On a Proof of the Convergence Speed of a Second-order Recurrence Formula in the Arimoto-Blahut Algorithm

TL;DR

This paper provides a rigorous proof for the convergence speed of the Arimoto-Blahut algorithm's second-order recurrence formula, removing previous conjectures and confirming results with numerical examples.

Contribution

It offers a proven convergence speed analysis for the second-order recurrence in the Arimoto-Blahut algorithm, eliminating the need for prior conjectural assumptions.

Findings

Proved the $O(1/N)$ convergence speed without conjectures.

Validated the proof with numerical examples.

Applicable to a class of channel matrices.

Abstract

In [8] (Nakagawa, et.al., IEEE Trans.

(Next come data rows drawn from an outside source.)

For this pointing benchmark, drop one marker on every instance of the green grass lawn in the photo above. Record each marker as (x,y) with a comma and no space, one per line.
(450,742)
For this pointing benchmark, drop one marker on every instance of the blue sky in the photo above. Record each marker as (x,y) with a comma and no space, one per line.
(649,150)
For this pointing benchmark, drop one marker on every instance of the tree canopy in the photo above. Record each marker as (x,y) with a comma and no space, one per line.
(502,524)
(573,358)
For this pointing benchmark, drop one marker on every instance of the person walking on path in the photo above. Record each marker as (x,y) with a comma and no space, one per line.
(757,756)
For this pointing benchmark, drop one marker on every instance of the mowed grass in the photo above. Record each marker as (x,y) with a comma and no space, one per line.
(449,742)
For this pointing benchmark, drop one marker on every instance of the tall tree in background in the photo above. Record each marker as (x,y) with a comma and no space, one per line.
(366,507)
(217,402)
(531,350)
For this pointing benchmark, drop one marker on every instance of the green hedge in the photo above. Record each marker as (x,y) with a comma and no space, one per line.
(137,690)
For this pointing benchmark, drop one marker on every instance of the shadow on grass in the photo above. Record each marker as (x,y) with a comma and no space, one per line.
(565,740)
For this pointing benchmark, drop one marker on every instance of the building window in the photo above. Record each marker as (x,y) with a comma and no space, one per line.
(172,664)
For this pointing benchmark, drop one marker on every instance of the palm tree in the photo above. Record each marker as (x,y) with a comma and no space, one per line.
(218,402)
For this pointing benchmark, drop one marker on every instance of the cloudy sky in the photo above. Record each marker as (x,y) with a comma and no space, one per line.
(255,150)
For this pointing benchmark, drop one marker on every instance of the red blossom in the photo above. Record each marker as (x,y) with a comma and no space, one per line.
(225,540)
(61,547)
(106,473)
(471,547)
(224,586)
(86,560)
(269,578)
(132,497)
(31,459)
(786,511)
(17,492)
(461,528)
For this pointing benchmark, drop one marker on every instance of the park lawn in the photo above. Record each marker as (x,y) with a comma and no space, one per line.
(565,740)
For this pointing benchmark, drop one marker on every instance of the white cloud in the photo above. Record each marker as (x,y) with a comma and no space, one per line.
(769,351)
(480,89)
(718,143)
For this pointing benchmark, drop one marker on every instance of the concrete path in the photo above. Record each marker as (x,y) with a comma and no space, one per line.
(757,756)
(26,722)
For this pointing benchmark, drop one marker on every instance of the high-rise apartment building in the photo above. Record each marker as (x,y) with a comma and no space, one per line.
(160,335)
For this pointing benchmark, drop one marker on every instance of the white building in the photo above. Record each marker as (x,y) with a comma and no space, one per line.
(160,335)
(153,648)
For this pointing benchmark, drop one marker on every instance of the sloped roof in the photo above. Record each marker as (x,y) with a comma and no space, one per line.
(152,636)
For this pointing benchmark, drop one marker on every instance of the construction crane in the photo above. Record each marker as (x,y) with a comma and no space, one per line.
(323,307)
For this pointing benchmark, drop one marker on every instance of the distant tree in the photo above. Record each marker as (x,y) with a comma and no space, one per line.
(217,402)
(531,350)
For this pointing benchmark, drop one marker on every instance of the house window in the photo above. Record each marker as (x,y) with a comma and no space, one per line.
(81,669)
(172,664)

IT, 2021), we investigated the convergence speed of the Arimoto-Blahut algorithm. In [8], the convergence of the order $O(1/N)$ was analyzed by focusing on the second-order nonlinear recurrence formula consisting of the first- and second-order terms of the Taylor expansion of the defining function of the Arimoto-Blahut algorithm. However, in [8], an infinite number of inequalities were assumed as a "conjecture," and proofs were given based on the conjecture. In this paper, we report a proof of the convergence of the order $O(1/N)$ for a class of channel matrices without assuming the conjecture. The correctness of the proof will be confirmed by several numerical examples.